Charles River Analytics, a developer of intelligent systems solutions, announces a new contract from the Office of Naval Research (ONR) to investigate and model how human intuition works and how it can be effectively trained. This contract is valued at $500,000 and part of a larger team effort under ONR’s Basic Research Challenge: Enhancing Intuitive Decision Making through Implicit Learning Basic Research Challenge (I2BRC) that is valued at $3.75 million over four years.
Charles River will focus on the seldom-studied topic of intuition, which, if it could be reliably trained, would be useful to many in the US Navy. Sonar operators, small unit leaders, unmanned systems operators, information analysts, and others must make decisions quickly and act effectively. However, developing intuition typically takes years of training and on-the-job experience. This means that most trainees are unable to perform the intuitive decision making needed for expert-level performance, costing valuable time, money, and potentially lives. Through this research challenge, ONR is focusing on understanding the science of intuition, developing computational models of intuition from this scientific understanding, and creating training using these models to improve intuition.

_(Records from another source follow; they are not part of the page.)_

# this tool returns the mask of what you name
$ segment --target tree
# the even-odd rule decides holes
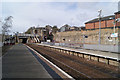
[[[53,26],[52,27],[52,33],[55,34],[59,29],[57,28],[57,26]]]
[[[46,29],[46,37],[49,39],[49,33],[52,31],[52,27],[50,25],[45,26]]]
[[[9,16],[5,19],[5,22],[2,23],[2,33],[6,34],[9,32],[9,28],[12,27],[12,16]]]
[[[50,25],[46,25],[45,28],[46,28],[46,30],[49,30],[49,31],[52,29],[52,27]]]
[[[4,19],[4,22],[1,21],[1,23],[2,23],[3,42],[6,39],[5,36],[10,31],[9,28],[12,27],[12,18],[13,18],[12,16],[9,16],[9,17]]]

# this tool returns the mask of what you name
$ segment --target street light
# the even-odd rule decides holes
[[[114,25],[114,34],[115,34],[115,23],[116,23],[116,20],[113,21],[113,25]]]
[[[99,45],[101,44],[101,13],[102,13],[102,10],[98,10],[98,17],[99,17]]]

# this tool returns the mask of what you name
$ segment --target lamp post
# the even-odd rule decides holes
[[[99,10],[98,11],[99,15],[99,45],[101,44],[101,13],[102,13],[102,10]]]
[[[114,25],[114,34],[115,34],[115,20],[113,21],[113,25]]]
[[[114,35],[117,34],[117,33],[115,33],[115,32],[116,32],[116,31],[115,31],[115,27],[116,27],[115,24],[116,24],[117,22],[120,22],[120,18],[114,19],[114,22],[113,22],[113,25],[114,25]],[[114,38],[114,45],[115,45],[115,44],[116,44],[116,38]]]

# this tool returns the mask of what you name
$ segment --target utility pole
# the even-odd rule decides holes
[[[101,44],[101,13],[102,13],[102,10],[99,10],[98,11],[99,15],[99,45]]]
[[[113,25],[114,25],[114,34],[115,34],[115,20],[114,20],[114,22],[113,22]]]

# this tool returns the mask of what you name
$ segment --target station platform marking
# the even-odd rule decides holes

Dr. James Niehaus, Scientist, explained the goal of the research. “We will enable Warfighters to develop and then trust their gut instincts, giving them a decisive edge on the battlefield. Intuition is the next great frontier for training.”
Charles River is a world-leader in developing novel techniques for creating computational models of complex phenomenon, such as intuition. For the I2BRC program, Charles River will use its probabilistic programming environment, Figaro, to analyze data on how participants perform intuitive tasks.
Charles River’s partners on this effort include DSCI Mesh Solutions LLC, Northwestern University, Defense Group Inc., the University of California at Los Angeles, and the Massachusetts Institute of Technology.
This material is based upon work supported by the Office of Naval Research under Contract No. N00014-13-C-0160. Any opinions, findings and conclusions or recommendations expressed in this material are those of the author(s) and do not necessarily reflect the views of the Office of Naval Research.